Desde temprano, el barrio respiraba rock: colectivos y vans invadían las calles, las plazas y parques cercanos se llenaban de fans, y los puestos de comida y bebida hacían su agosto. Todo estaba preparado para una noche inolvidable, y la organización respondió con accesos fluidos y personal atento en cada acceso.
El telón lo abrieron los locales de 2 Minutos, que encendieron al público con sus clásicos «Piñas van, piñas vienen» y «Ya no sos igual», logrando que buena parte del estadio vibrara desde temprano. Luego, los británicos Bad Nerves aportaron su cuota de energía antes de su show propio en la ciudad.
Cerca de las 21, la expectativa creció al máximo: las luces se apagaron, apareció sobre el escenario un personaje disfrazado de conejo para animar a la multitud, y la intro de «Bohemian Rhapsody» de Queen anticipó la salida de Green Day. El trío, acompañado por dos guitarristas y un tecladista, irrumpió con todo sobre las tablas para casi dos horas de pura potencia y emoción.
La lista de 24 temas recorrió prácticamente toda la discografía de la banda, que ya suma 14 álbumes. No faltaron clásicos como «American Idiot» (con su carga crítica que, originalmente dirigida a George W. Bush, ahora apunta a Donald Trump), «Boulevard of Broken Dreams» (ganadora del Grammy) ni «Welcome to Paradise». También sonaron «Dilemma», «21 Guns» (famosa por formar parte de la banda sonora de «Transformers: la venganza de los caídos»), «When I Come Around» y el potente cierre con «Jesus of Suburbia», «Bobby Sox» (su más reciente lanzamiento) y el mítico «Good Riddance».

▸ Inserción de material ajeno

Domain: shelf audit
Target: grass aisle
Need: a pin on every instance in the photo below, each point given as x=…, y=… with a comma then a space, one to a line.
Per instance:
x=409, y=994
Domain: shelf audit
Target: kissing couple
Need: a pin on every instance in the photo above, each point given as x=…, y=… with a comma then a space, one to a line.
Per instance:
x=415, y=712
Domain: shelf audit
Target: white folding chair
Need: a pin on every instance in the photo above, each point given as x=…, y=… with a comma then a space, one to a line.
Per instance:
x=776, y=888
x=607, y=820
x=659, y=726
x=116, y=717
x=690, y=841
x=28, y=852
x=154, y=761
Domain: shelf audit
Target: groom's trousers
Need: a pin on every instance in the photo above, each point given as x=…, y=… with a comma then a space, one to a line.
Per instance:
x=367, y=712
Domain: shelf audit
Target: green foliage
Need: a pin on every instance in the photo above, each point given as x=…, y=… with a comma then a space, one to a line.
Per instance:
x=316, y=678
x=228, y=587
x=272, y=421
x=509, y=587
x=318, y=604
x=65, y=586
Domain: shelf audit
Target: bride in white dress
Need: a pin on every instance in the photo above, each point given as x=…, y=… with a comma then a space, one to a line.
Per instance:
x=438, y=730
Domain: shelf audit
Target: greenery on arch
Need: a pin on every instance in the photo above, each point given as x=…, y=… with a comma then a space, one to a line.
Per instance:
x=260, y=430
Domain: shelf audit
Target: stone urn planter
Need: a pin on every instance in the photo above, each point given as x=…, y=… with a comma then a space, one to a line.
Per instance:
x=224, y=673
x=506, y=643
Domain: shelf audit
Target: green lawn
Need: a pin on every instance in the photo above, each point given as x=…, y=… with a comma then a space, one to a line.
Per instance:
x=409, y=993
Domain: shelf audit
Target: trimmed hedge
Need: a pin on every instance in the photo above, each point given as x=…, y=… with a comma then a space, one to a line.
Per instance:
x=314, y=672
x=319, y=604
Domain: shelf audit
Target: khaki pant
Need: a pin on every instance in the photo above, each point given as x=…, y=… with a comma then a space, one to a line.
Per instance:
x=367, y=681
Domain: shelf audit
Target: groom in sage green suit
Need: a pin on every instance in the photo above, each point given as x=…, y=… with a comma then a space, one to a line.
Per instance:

Billie Joe Armstrong, líder y voz del grupo, fue el alma del show: arengó, paseó por las pasarelas, invitó a una fanática a cantar «Know Your Enemy» (quien no pudo contener las lágrimas) y hasta levantó una bandera con la imagen de Lionel Messi, bromeando con el público argentino. La puesta en escena fue deslumbrante, con juegos de luces, pantallas que combinaban lo retro y lo moderno, y la batería en lo alto, iluminada y rodeada de lanzallamas.
La noche tuvo también sus momentos emotivos, como el homenaje a Ozzy Osbourne interpretando «Iron Man» y el instante en que un enorme globo blanco con la frase «Bad Year» flotó sobre el público, justo antes de «Wake Me Up When September Ends», con el estadio iluminado por miles de celulares.
Green Day, que ya había visitado Buenos Aires en 1998, 2022 y en otras tres ocasiones, volvió a demostrar su enorme poder de convocatoria. Armstrong agradeció varias veces a los asistentes y elogió a la audiencia local como «el público que más grita en el mundo», retribuyendo el cariño con besos y gestos de agradecimiento antes de la despedida, coronada por fuegos artificiales que iluminaron el barrio entero.
Así, el trío californiano ratificó por qué es uno de los máximos referentes del punk moderno, capaz de renovar el género sin perder su espíritu contestatario ni su conexión con sus seguidores. La multitud se retiró con una sonrisa imborrable, tras una noche donde la música, la rebeldía y la alegría fueron protagonistas indiscutidos.